En cuarto lugar, la cuestión más reciente que concierne al conjunto del Estado: la nefasta gestión de la (no) reforma del ordenamiento territorial. Hay tres cuestiones fundamentales desde el punto de vista de la acción política que justifican la necesidad de que, también a este respecto, abandone su cargo: la imposición de una idea de Estado, la incapacidad de liderar un proceso de negociación y, finalmente, el recurso a la vulneración de derechos básicos como salida pretendida. El primer punto ya lo conocimos con la infame recogida de firmas contra el Estatut. Un proceso que culminó en el atentado contra las instituciones representativas que componen el Estado (el Parlament de Catalunya, el Congreso de los Diputados y el Senado) y la voluntad mayoritariamente expresada por la ciudadanía catalana. La consideración - en contra de lo que dicta la propia constitución- de que el Estado español es una unidad institucional a priori, ignorando los distintos marcos institucionales que lo componen (tan primarios como el propio Estado), es incompatible con un Estado del siglo XXI que pertenece a la Unión Europea en tanto que proyecto posnacional. Buena parte de la ciudadanía catalana, como era de esperar, se opuso a esta consideración ya en 2010 y exigió, por los cauces para ello habilitados, replantear su relación con el Estado.

Se tenga la consideración que se tenga sobre ese cuestionamiento, así como sobre las alternativas que se han venido planteando en ese sentido (entre ellas, la secesión), era y es indudable que exigían la apertura de un proceso de negociación bilateral. El gobierno presidido por Mariano Rajoy no sólo ha planteado que toda opción de negociación pasaba por rechazar a priori la opción de la secesión, sino que no ha dedicado ni un segundo a plantear un marco de convivencia reformado que pudiera convencer a esa ciudadanía catalana que desde 2010 democráticamente ha mostrado su desafección con el actual modelo. Es decir, ha renunciado nuevamente a la política. Finalmente, tras liderar un gobierno que ha conducido al Estado a la mayor crisis política desde la restauración de la democracia, asistimos perplejos a cómo Mariano Rajoy ha optado por el recurso indiscriminado a la represión en Cataluña como única solución.
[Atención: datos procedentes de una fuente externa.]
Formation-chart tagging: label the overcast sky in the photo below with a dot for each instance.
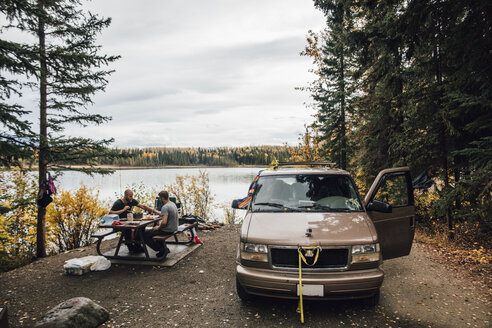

Siendo así, habiendo acreditado su incapacidad para cumplir con al menos cuatro de los objetivos fundamentales que corresponden a su cargo, Mariano Rajoy debería hacer uso de los cauces que el sistema democrático contempla para facilitar su salida ordenada de la política. Así debería facilitarlo, de ser necesario, la oposición. Se lo debe a la ciudadanía, sí, pero sobre todo a las generaciones futuras. También a los votantes del PP, que sin duda contará con miembros acreditados para promover su proyecto sin atentar contra estos cuatro objetivos básicos que han de acompañar al cargo de un presidente del gobierno. Porque, en definitiva, la recuperación de la política se ha mostrado incompatible con una figura que, con sus actuaciones (activas y, sobre todo, pasivas), ha promovido la antipolítica. Una antipolítica que ya nos está saliendo demasiado cara.